Expenses With Lasting Benefits
Expenses that provide lasting benefits are considered “capital.” Those are the renovations and repairs that will be around for your tenants to enjoy for years to come. Some common capital expenses you might claim on your rental property include a new roof, vinyl siding, and new windows. Short-term repair costs are generally considered current expenses. Some common examples of current expenses include interior painting, repaving the driveway, and landscaping.
“Expenditures that have a long-term benefit should be capitalized, while expenses that are often reoccurring and have a short term benefit should be expensed in the current period,” says Brendan McCann, a chartered professional accountant at Kudlow & McCann in Toronto. “Taxpayers have a bias to expense everything as this will reduce net income in the current year. The Canada Revenue Agency will monitor certain rental expense accounts and enquire (when a) claim is too high.”
If you add a new addition to the existing unit, you claim the cost as a capital expense since the addition will remain with the building.
However, if you replace walls after a leak or a mold, you claim the cost as a current expense since they were spent on maintenance.
Expenses to Maintain or Improve a Property
Capital expenses are considered those repairs and renovations that improve a property over its previous condition. For example, if you replace the rotting wooden steps on your property’s front porch with brand-new, rock-solid concrete steps, those would be considered a capital expense. Meanwhile, a current expense is one that simply repairs your home and its surroundings to its original condition. For example, if you repair rotting front porch steps, instead of replacing them, you would claim that expense as current.

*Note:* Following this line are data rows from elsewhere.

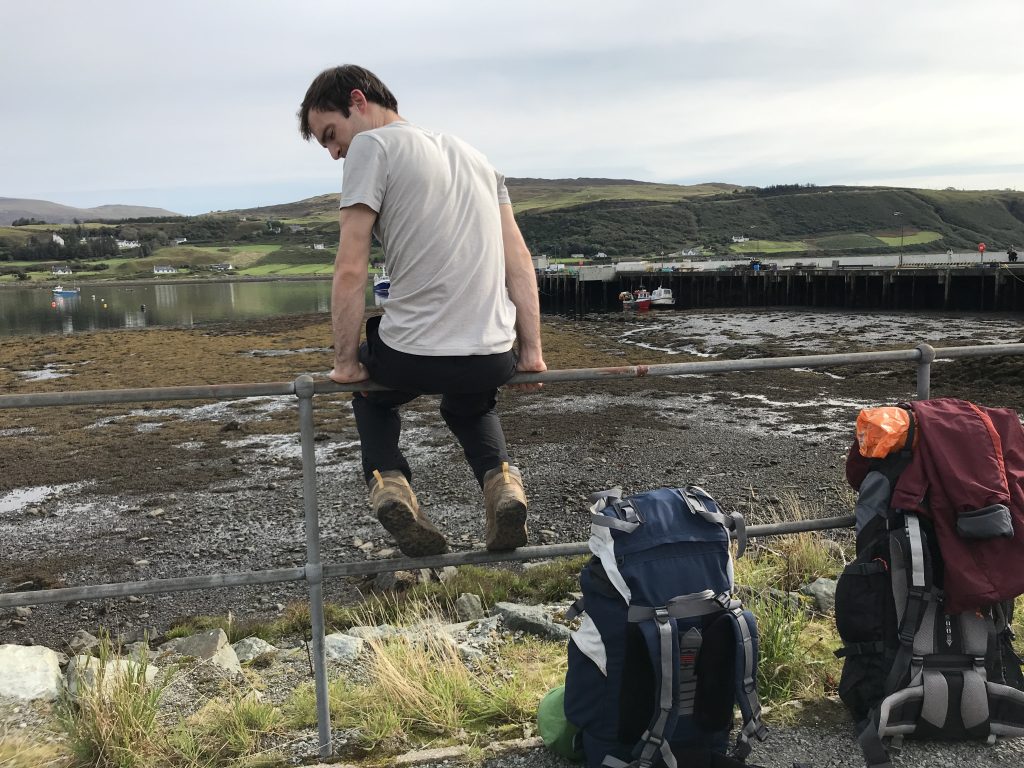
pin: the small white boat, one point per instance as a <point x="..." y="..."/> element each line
<point x="662" y="297"/>
<point x="382" y="283"/>
<point x="638" y="301"/>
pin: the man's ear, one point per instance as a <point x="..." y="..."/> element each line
<point x="357" y="99"/>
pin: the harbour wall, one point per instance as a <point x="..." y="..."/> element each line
<point x="986" y="287"/>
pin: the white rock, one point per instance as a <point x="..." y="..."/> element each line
<point x="30" y="672"/>
<point x="84" y="673"/>
<point x="342" y="647"/>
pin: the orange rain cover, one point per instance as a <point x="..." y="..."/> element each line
<point x="883" y="430"/>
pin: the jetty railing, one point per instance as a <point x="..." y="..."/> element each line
<point x="314" y="571"/>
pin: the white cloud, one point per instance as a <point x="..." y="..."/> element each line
<point x="127" y="97"/>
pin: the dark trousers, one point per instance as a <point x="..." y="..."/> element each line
<point x="468" y="386"/>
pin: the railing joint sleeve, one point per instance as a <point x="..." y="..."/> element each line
<point x="304" y="386"/>
<point x="314" y="572"/>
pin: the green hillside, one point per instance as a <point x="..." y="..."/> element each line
<point x="620" y="217"/>
<point x="817" y="219"/>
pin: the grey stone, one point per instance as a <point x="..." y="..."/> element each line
<point x="203" y="645"/>
<point x="30" y="672"/>
<point x="209" y="646"/>
<point x="82" y="642"/>
<point x="342" y="647"/>
<point x="469" y="607"/>
<point x="251" y="647"/>
<point x="823" y="592"/>
<point x="532" y="620"/>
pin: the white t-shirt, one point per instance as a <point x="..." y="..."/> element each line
<point x="437" y="204"/>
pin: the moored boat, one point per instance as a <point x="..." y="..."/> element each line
<point x="382" y="283"/>
<point x="662" y="297"/>
<point x="638" y="301"/>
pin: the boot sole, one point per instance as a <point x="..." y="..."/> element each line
<point x="510" y="527"/>
<point x="415" y="536"/>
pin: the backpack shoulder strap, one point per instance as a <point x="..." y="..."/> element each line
<point x="662" y="636"/>
<point x="744" y="628"/>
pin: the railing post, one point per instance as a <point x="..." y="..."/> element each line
<point x="925" y="371"/>
<point x="304" y="387"/>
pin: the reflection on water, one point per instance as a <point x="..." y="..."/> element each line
<point x="100" y="306"/>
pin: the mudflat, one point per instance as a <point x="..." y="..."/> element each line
<point x="159" y="489"/>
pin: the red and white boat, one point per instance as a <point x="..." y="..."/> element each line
<point x="638" y="301"/>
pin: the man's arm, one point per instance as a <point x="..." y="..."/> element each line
<point x="521" y="283"/>
<point x="348" y="291"/>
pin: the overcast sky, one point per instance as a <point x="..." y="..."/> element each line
<point x="189" y="104"/>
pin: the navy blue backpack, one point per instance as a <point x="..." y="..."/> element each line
<point x="664" y="651"/>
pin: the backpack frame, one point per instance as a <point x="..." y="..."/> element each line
<point x="911" y="670"/>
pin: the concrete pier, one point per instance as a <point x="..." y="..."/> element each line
<point x="988" y="287"/>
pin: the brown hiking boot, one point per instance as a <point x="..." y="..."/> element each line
<point x="506" y="505"/>
<point x="396" y="508"/>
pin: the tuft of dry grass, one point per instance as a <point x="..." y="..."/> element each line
<point x="419" y="689"/>
<point x="17" y="752"/>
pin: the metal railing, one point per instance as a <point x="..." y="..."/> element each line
<point x="314" y="571"/>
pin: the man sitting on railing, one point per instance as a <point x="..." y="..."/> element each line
<point x="463" y="290"/>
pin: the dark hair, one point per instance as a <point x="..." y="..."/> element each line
<point x="331" y="91"/>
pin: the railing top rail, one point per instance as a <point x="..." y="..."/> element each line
<point x="325" y="386"/>
<point x="358" y="567"/>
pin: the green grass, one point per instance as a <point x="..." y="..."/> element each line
<point x="910" y="240"/>
<point x="422" y="692"/>
<point x="843" y="242"/>
<point x="226" y="731"/>
<point x="768" y="246"/>
<point x="113" y="724"/>
<point x="527" y="196"/>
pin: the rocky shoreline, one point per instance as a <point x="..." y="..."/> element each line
<point x="169" y="489"/>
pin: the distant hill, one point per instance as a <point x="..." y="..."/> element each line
<point x="628" y="218"/>
<point x="54" y="213"/>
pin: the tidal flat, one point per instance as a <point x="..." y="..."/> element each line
<point x="105" y="494"/>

If you replace the carpet flooring in your rental unit with a new carpet, you can claim the cost as a current expense.
However, if you upgrade to hardwood flooring, you are required to claim it as a capital expense since it is improving the value of the property.
Expenses Not Part of Your Property
The CRA defines such expenses as, “new assets replacing existing assets that are within the property.” A current expense is considered any repair you pay for that replaces something in your rental property.
If you pay to maintain the existing compressor in the building, you claim the cost as a current expense. However, if you buy a new compressor for your rental property, you would claim it as a capital expense; that’s because the new part wasn’t originally part of your home when it was built.
Also paying an electrician to rewire your home would be considered a current expense, as long as it doesn’t improve your home above and beyond its original condition. While replacing faulty wiring in your home with similar wiring is a current expense, upgrading your power from 100 AMP to 200 AMP would be considered capital since it’s an improvement.
The Value of the Expense
When trying to figure out if an expense is current or capital, you have to consider its value. If the value is high in relation to the value of the property value, then it is a capital expense. Current expenses are those costs you put off until later.
If you built a new detached garage it would be considered a capital expense even though you used similar materials that are used in current expenses such as fixing a crack in an existing garage wall. The new garage will cost substantially more in relation to the value of the house than fixing a wall.
The Intention of the Repairs
Ordinary maintenances on an existing building that is already being used to earn income are considered current expenses; on the other hand, repairs made on a newly acquired property to prepare it for business are considered capital expenses even if these expenses would have been considered current expenses for an existing property.
Repairs made to Sell or to Maintain
Maintenance repairs that are originally considered current expenses in a currently used property, would be considered capital expenses if they were made to improve the condition of the property to sell it.
The cost of replacing damaged subfloors in a currently rented property is a current expense. However, if you are doing the same renovations on a property in anticipation to sell it, you claim the costs as capital expenses.